Naming convention
Benchmarks names folow a type/op/ilp/source/%subnormals
structure where…
type
is the type of data that is being operated over. Depending on how the CPU’s subnormal fallback part is implemented, subnormal performance might differ for single vs double precision, and for scalar vs SIMD operations.op
is the operation that is being benchmarked.- Note that we are often not benchmarking only the hardware operation of interest, but rather a combination of this operation with some cheap corrective actions that resets the accumulator to a normal state whenever it becomes subnormal. We will explain how to deduce raw hardware arithmetic performance characteristics from these measurements later in this chapter.
ilp
is the degree of instruction-level parallelism that is present in the benchmark.- “chained” corresponds to the ILP=1 special case, which is maximally latency-bound. Higher ILP should increase execution performance until the code becomes throughput bound and saturates superscalar CPU backend resources, but the highest ILP configurations may not be optimal due to limitations of the CPU microarchitecture (e.g. CPU op cache/loop buffer trashing), the compiler, or the optimization barriers that we use.

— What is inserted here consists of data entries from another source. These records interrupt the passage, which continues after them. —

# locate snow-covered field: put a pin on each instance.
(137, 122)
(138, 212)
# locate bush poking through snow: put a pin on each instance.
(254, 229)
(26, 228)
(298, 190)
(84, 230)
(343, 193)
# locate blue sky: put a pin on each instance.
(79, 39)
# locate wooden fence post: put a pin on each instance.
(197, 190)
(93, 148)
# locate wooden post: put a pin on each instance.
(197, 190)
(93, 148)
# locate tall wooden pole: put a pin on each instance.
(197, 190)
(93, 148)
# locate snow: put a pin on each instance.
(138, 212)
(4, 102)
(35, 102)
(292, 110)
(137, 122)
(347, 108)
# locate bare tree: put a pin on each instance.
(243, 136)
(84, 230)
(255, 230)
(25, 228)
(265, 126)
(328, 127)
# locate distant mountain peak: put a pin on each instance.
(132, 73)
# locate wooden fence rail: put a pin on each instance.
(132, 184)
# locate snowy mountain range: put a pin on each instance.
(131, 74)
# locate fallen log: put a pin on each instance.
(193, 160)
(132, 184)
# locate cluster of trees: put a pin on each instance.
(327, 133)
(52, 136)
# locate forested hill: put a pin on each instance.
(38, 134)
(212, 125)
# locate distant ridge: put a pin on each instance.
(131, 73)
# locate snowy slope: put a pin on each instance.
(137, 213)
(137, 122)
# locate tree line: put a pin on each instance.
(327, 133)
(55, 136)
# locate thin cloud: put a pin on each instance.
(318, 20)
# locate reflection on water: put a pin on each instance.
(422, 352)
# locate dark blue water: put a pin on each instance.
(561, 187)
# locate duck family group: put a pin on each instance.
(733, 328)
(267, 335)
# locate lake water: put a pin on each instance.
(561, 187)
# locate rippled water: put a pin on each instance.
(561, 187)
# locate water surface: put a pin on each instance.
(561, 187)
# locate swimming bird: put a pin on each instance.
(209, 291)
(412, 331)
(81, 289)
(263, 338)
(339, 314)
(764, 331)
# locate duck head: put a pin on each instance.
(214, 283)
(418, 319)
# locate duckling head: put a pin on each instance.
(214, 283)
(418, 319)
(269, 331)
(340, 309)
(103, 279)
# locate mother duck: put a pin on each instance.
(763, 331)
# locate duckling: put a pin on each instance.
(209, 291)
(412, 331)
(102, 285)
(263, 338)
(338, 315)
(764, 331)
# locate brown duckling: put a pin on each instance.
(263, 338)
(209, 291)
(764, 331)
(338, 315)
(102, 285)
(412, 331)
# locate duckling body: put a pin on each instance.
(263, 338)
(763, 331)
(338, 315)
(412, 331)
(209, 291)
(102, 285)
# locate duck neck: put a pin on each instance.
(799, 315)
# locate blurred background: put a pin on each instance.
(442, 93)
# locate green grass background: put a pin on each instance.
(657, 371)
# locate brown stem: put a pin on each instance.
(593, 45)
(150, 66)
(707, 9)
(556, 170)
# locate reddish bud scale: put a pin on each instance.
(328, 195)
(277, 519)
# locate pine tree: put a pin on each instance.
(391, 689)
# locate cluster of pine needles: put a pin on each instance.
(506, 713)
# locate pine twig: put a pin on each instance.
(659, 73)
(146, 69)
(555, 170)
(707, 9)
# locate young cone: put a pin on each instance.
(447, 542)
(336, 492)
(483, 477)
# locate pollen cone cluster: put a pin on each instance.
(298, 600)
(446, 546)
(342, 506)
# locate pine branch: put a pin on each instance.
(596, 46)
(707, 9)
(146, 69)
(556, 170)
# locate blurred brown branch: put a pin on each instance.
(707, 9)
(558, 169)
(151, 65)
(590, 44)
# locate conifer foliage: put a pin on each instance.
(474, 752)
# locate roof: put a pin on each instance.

- If you observe that the highest ILP configuration is slower than the
next-highest configuration, I advise re-running the benchmark with
more_ilp_configurations
added to the set of Cargo features, in order to make sure that your benchmark runs do cover the fastest, most throughput-bound ILP configuration. This will increase execution time.
source
indicates where the input data comes from.- As the CPU accesses increasingly remote input data sources, the relative impact of subnormal operations is expected to decrease, because the CPU will end up spending more of its time waiting for inputs, rather than computing floating-point operations.
- By default, we only cover the data sources where the impact of subnormals
is expected to be the highest. If you want to measure how the impact of
subnormals goes down when the code becomes more memory-bound, you can add
more_data_sources
to the set of Cargo features. But this will greatly increase execution time.
%subnormals
indicates what percentage of subnormals is present in the input.- The proposed
measure
benchmark configuration has enough percentage resolution to precisely probe the overhead curve of all CPUs tested so far. But your CPU model may have a different overhead curve that can be precisely probed with less percentage resolution (leading to faster benchmark runs) or that requires more percentage resolution for precise analysis (at the expense of slower runs). In that case you may want to look into the various availablesubnormal_freq_resolution_1inN
Cargo features. - If you ended up needing more data points than the current
measure
configuration, please consider submitting a PR that makes this the new default. I would like to keep themeasure
configuration precise enough on all known hardware, if possibly suboptimal in terms of benchmark execution time.
- The proposed
The presence of leading zeros in numbers within the benchmark name may slightly
confuse you. This is needed to ensure that the entries of criterion reports
within target/criterion/
are sorted correctly, because criterion sadly does
not yet use a name sorting algorithm that handles multi-digit numbers correctly
at the time of writing…